Kali-Rai said he expects the finalists—whoever they are—to be up and running before the end of the year. That would make Mountain View just the second city in Santa Clara County to open its doors to the budding pot sector.

San Jose, which was once inundated with more than 100 rogue pot clubs, led the way toward legalization by licensing 16 of them a few years ago. The county and every other city in the region resisted the statewide trend by outlawing commercial pot sales.

But it seems the tide is turning in the South Bay, with Morgan Hill, Campbell and Santa Clara each now plotting a course toward local legalization. Meanwhile, San Jose is getting ready to accept applications for cannabis manufacturing startups come March 1.

Jennifer Wadsworth is the former news editor for San Jose Inside and Metro Silicon Valley. Follow her on Twitter at @jennwadsworth.

9 Comments

  1. > 10 Compete for 4 Commercial Weed Permits in Mountain View

    Wow!

    Government permits to make a profit on an ILLEGAL Schedule 1 substance, that is harmful to pregnant women and their unborn children, and results in dependency of nine percent of consumers.

    Is this what they call “progress” in Google-land?

      • > but alcohol and tobacco are just fine?

        As far as I know, alcohol and tobacco are NOT Schedule 1 substances. Therefore, I suppose it is “legal” under federal law to make a profit on them and collect taxes.

        However, “legal” is not the same as moral, ethical, or wise.

        Alcohol and tobacco are both physiologically damaging and result in dependency of their consumers.

        “Dependency” means that it gives control over a persons life to whoever supplies the substance AND to WHOEVER SETS THE PRICE AND THE SETS THE TERMS OF ACCESS.

        Human trafficking and slavery are likewise control over people’s lives by others for the profit of the others.

        Do “progressives” really think it’s a good idea for local governments to collect taxes and for private individuals to make profits at the expense of people who are arguably enslaved by dependence-inducing substances?

        • What is even your point? You are jumping from random to more random points that have zero correlation.

          Your comments are so dense and so bonkers, I had to comment how dumb you made me after reading them.

          So now excuse me, I will have to go smoke more schedule 1 substances to try and forget how your presence is making the internet a dumber place for conversation.

          • > What is even your point? You are jumping from random to more random points that have zero correlation.

            Highly amusing.

            And, as you’ve probably heard before: “It’s not me, it’s you.”

            I think an educator would diagnose your problem as “attention deficit disorder”.

            Probably caused by to much marijuana.

  2. Sorry but the racist scare tactics that worked in the 1970s don’t work anymore.
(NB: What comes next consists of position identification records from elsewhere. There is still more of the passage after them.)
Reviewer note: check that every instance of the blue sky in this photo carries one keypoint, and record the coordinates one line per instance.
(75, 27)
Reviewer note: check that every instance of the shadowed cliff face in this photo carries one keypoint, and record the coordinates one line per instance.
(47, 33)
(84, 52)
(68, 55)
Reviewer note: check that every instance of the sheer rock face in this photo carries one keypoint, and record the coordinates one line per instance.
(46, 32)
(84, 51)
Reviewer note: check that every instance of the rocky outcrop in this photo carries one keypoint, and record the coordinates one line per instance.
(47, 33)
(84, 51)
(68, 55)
By that logic we’d have to ban tons of substances. I know adjusting to this new world is scary for baby boomers but everyone is going to be just fine! Would much rather have stoners than drunks.
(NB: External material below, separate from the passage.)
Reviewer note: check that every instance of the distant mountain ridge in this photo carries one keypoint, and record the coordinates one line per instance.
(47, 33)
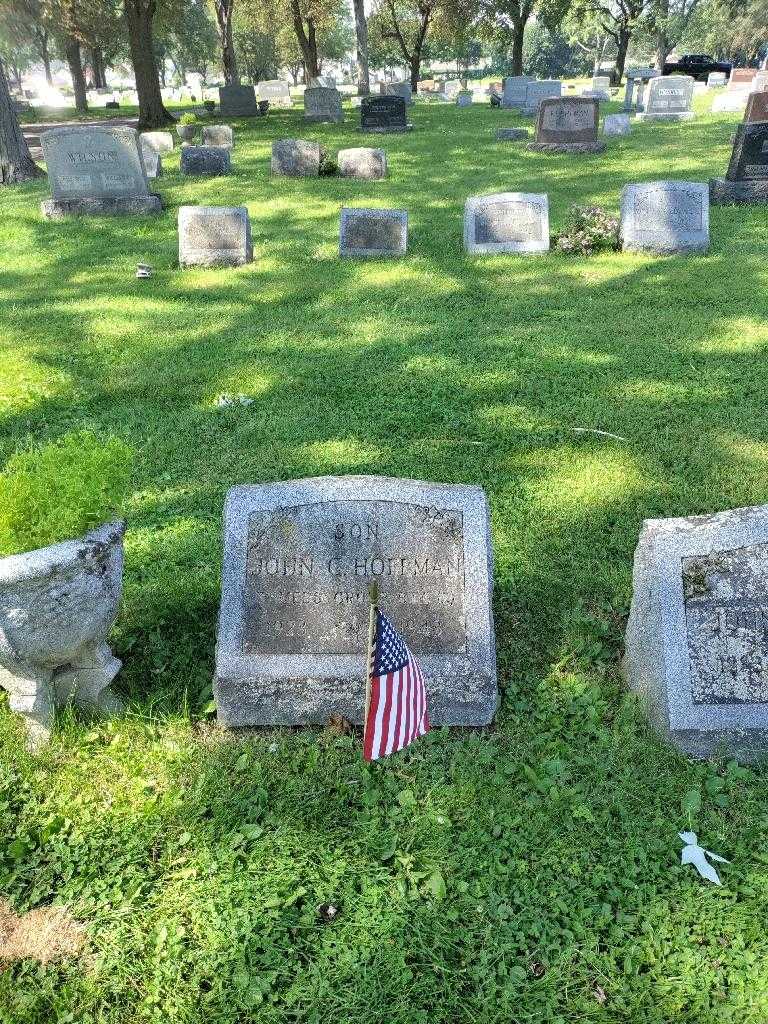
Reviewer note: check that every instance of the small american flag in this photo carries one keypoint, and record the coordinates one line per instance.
(396, 712)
    • > Sorry but the racist scare tactics that worked in the 1970s don’t work anymore.

      So which substances are you dependent on?

      Which is your favorite dependency?

      Would you say that you like your favorite substance so much that you would be happy to pay double or triple for it? How about 10X?

  3. It won’t happen but we should just legalize all drugs and just tax it. Instead of locking up all these drug users over at County Jail along with fighting a losing war on drugs, let’s go out and make some money.

    Everyone (or should) knows that San Jose, CA is the meth capital of the United States.

    So just legalize meth and tax it. Since smoking it won’t be a crime then you won’t be clogging up the courthouse with possession cases, you won’t have people doing their 30 day stint over at the jail.

    The amount of revenue that San Jose will get by legalizing meth is likely to be in the millions of dollars.

  4. Well, it looks like two newly elected MV Council Members are trying to throw a big wrench to these plans. Late on 2/12, they convinced a majority to urgently review MV’s cannabis ordinances. No specifics mentioned but I hope the press will follow up.